My big worry at that point was that she might have beat me there, that she might have to confront him all by herself.
It must have been two or three in the morning by the time I arrived. Dad’s house was warded off, away from the street, not by one of those low cement walls that were everywhere, but by a much bigger wall, white stones carefully bonded in place, tapered pillars every six or eight feet. Through the wrought iron gate blocking off the driveway, I could see the estate. It was huge. Like, acres of land spanning all the way to what must have been a private beach, and the ocean. The house itself was almost identical to ours, the same rounded walls, the same multilevel sections, the same off-kilter windows, everything. Dad’s style, it turns out, hadn’t changed all that much. But where ours was a dark woody brown, this one was a pinkish, yellowish white, the color of scallop shells, or that’s what I gathered from what I could make out. It was pretty dark out there. The lights were all out. Dad and whoever else he might have in that house were asleep.
So I sat at the corner of the driveway and leaned against the wall and waited. Asheley would find her way here eventually. And then, she’d see for herself how much love Dad had to throw her way. What would happen then? Who would she have left?
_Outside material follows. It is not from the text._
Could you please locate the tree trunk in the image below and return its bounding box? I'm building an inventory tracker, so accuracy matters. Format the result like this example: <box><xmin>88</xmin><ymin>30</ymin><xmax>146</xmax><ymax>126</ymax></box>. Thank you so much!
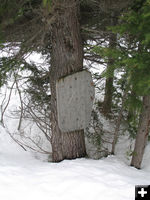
<box><xmin>131</xmin><ymin>96</ymin><xmax>150</xmax><ymax>169</ymax></box>
<box><xmin>102</xmin><ymin>16</ymin><xmax>117</xmax><ymax>116</ymax></box>
<box><xmin>50</xmin><ymin>0</ymin><xmax>86</xmax><ymax>162</ymax></box>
Me, that’s who. Me and only me.
This was my last chance to stop her. To save her. And if I failed? I knew what would happen then. Game over. We’d end up in the hands of you guys. And she didn’t deserve that. I’ve said a thousand times, none of this is her fault.
ASHELEY
I ran and I ran,
until I couldn’t run anymore, then I walked, for hours, it seemed like, along the beach, along these dark residential streets packed with tiny Spanish-style houses with ceramic roofs that looked like they were made of glued-together shards of broken pottery, along stretches of garden dense with floral scents, all these shadows and nooks and crannies where who knows what might have been hiding, Will, or who knows, some other dangerous guy—every shift in the wind, every fluttering of the leaves, made me jump—and then the big houses started up, the villas and mansions and then, my God, there it was: Ensenada Road.
The tears came crashing back—tears of relief this time—and I didn’t try to stop them. I was seeing myself ringing the doorbell to Dad’s house, seeing his face peer out the window for a moment, checking to see who it was, and then, when he recognized me, opening into a smile. He’d throw open the door. He’d gather me into his great arms and hold me tight and safe. It was about to happen. It was moments away.
I wandered down the road, checking the numbers on the houses. It was pitch-black outside, total darkness. The moon had set hours earlier.
I was nervous. I was starting to get a little squirrelly with hope.